I still feel all the missing and broken connections. My older child still asks when we are going to move home. He misses when we had friends over at least three times weekly, by accident. Albuquerque farmers' markets are in parks; you can shop and then stay while the kids roam, making and forging alliances for the day, to be remade next week. Without that, we've spent a lot more time indoors. Mom and Dad are commuting; we spend more than twice the time in the car than we used to. We've lost our garden.

Minh with Pumpkin at Trader Joe's
I used to read Barbara Kingsolver's Animal Vegetable Miracle every spring in preparation for starting my garden, but without a garden or dirt I could plant in, I dispiritedly let that personal tradition go. I tried vermicomposting, but was so frustrated with what little the worms could handle that I gave up on it and left it to the kids. In the summer, I stopped a local CSA subscription, irritated with a whiny newsletter and prices that were much higher than local organic produce at the farmers' market, and found myself buying everything, even a pumpkin for carving, at Trader Joe's. We started a small laying flock this summer; I've regarded them as a smelly nuisance even though it was my idea. When our station wagon died, we even replaced it with an SUV.
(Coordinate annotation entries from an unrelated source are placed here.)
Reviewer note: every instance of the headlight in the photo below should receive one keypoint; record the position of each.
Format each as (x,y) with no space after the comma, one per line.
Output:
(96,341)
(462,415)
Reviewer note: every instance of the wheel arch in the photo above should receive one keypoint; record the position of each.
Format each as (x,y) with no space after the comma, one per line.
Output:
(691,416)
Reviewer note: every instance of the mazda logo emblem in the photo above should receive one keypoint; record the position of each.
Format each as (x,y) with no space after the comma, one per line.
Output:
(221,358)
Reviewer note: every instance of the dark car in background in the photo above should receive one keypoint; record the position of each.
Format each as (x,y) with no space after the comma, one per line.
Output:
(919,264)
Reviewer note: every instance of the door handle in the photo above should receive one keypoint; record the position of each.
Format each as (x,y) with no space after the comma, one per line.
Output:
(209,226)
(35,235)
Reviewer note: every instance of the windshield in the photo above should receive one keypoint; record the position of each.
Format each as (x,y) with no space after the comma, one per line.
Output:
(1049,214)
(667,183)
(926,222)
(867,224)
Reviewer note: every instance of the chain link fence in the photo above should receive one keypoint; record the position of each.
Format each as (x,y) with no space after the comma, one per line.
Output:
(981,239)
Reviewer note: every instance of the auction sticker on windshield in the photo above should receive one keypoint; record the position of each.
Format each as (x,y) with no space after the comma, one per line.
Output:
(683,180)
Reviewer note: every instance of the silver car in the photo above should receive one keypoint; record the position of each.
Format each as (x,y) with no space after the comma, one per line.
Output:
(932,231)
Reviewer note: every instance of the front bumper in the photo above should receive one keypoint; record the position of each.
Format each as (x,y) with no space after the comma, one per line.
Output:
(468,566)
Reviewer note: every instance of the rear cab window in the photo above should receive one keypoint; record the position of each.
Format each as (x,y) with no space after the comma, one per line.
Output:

I decided a few weeks ago to take back the conversations I was developing for my children and my family. Art, sustainable family lifestyle, local food and business relationships, and time together as a family without cars or media devices. Even though San Diego has made it harder, those projects are still worth doing; for my personal happiness, for the children's interest and education, and for sustainability in the larger world.